What is a typical body fat percentage for male decathletes?

  • 8-10%

  • Below 7%

  • 14-17%

Correct answer: 8-10%

There is a wide range of appropriate and typical body fat percentages for athletes in different sports. Decathletes have a typical body fat percentage of 8 to 10%, which is classified as very lean. Male athletes with extremely lean body fat percentages (below 7%) include bodybuilders when prepped for a contest. 

Male athletes with the highest typical body fat percentages (18 to 22%) include American football linemen and track and field throwers that compete in the shot put.

58.

When spotting an athlete during a max effort hang clean, what is the most crucial thing the spotter should watch for?

  • No spotter is needed for this movement

  • Hyperextension of the athlete's lumbar spine

  • Valgus collapse of the athlete's knees

Correct answer: No spotter is needed for this movement

Spotting is crucial during 1RM testing for many exercises. However, power movements, such as the power clean, should not be spotted.

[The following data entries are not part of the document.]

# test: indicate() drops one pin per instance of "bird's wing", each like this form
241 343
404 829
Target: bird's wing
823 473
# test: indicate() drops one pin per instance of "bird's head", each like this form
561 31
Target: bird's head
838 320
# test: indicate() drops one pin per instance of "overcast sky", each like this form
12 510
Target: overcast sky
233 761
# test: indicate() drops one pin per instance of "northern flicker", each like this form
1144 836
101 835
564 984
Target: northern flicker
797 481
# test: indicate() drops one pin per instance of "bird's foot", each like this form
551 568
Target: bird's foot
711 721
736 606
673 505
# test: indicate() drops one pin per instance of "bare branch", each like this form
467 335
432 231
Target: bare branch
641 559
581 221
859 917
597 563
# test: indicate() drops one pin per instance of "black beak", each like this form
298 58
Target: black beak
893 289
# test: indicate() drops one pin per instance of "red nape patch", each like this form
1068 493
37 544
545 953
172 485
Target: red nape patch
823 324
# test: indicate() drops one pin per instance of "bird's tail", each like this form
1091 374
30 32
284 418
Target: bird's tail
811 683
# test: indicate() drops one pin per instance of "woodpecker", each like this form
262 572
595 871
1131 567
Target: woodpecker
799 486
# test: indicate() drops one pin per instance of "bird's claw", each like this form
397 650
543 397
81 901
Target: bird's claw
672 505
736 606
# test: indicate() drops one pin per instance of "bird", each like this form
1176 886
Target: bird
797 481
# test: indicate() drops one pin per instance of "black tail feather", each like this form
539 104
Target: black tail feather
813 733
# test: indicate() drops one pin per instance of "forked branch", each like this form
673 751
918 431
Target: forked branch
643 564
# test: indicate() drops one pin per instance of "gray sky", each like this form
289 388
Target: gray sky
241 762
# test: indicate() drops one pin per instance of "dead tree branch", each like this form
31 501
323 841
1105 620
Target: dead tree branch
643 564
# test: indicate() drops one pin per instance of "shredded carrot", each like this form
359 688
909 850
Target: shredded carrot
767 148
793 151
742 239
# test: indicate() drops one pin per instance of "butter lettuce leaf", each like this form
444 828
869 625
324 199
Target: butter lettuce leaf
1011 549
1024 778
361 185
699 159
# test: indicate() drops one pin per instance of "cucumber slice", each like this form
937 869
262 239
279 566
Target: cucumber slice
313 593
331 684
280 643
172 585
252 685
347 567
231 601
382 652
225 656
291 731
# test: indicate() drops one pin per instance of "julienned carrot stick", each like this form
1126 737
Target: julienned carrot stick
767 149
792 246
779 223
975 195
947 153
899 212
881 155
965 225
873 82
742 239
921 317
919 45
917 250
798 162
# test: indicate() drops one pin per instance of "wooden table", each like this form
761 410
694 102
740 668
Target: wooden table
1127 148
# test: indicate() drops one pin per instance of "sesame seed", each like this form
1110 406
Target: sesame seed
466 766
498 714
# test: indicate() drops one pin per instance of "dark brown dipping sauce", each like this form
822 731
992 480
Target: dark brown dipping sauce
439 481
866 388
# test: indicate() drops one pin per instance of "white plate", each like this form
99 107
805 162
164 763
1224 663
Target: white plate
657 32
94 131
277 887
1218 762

Athletes performing max testing in the power clean (and other related power movements) must be taught how to "miss" a lift safely.

If an athlete fails at a power clean attempt, they need to be able to push the bar forward and drop the bar while moving themselves out of the way of the falling barbell. In addition, the area around the athlete must be kept clear to keep the lifting athlete and all others safe.

59.

Complex training refers to the combination of which two types of training?

  • SSC tasks and heavy resistance exercises

  • Resistance training and speed drills

  • Power exercises and recovery exercises

  • Sprints and distance running

Correct answer: SSC tasks and heavy resistance exercises

Complex training refers to the combination of Stretch-Shortening Cycle (SSC) tasks and heavy resistance exercises. 

This training approach leverages the benefits of both high-load strength training and explosive plyometric exercises to enhance power and performance. The principle behind complex training is to perform a heavy resistance exercise, such as a squat or bench press, followed by an explosive movement that uses similar muscle groups, like a jump or medicine ball throw. This sequence takes advantage of a phenomenon known as postactivation potentiation, where the heavy lift temporarily increases the muscle's ability to generate power during the subsequent plyometric exercise, leading to improvements in explosive strength and athletic performance.

Other combinations of training, while beneficial for various aspects of fitness, do not define complex training:

  • Resistance Training and Speed Drills: This combination focuses on building muscle strength and enhancing speed through drills designed to improve quickness and agility. While beneficial for overall athletic performance, this pairing does not specifically constitute complex training.
  • Power Exercises and Recovery Exercises: Power exercises aim to improve explosive strength, while recovery exercises focus on promoting muscle recovery and reducing the risk of injury. Although both are important in a balanced training program, they do not form the basis of complex training.
  • Sprints and Distance Running: This combination develops speed and endurance by incorporating high-intensity sprinting with longer, more sustained running efforts. While this approach can enhance cardiovascular fitness and running performance, it does not align with the principles of complex training.

Complex training is a specialized method designed to maximize power development by strategically pairing heavy resistance exercises with SSC tasks, making it particularly effective for athletes looking to improve their explosive capabilities.

60.

An athlete needs to stretch her gluteus maximus and iliopsoas muscles. Which of the following static stretches would be the most appropriate?

  • Forward lunge (fencer) and supine knee flex

  • Semi leg straddle and sitting toe touch

  • Butterfly and wall stretch

Correct answer: Forward lunge (fencer) and supine knee flex

The muscles stretched in the forward lunge, also known as the fencer, include the iliopsoas and the rectus femoris.

The hip extensors, gluteus maximus, and hamstrings are stretched in the supine knee flex, where the athlete lies on their back and pulls their knee toward their chest with a bent leg.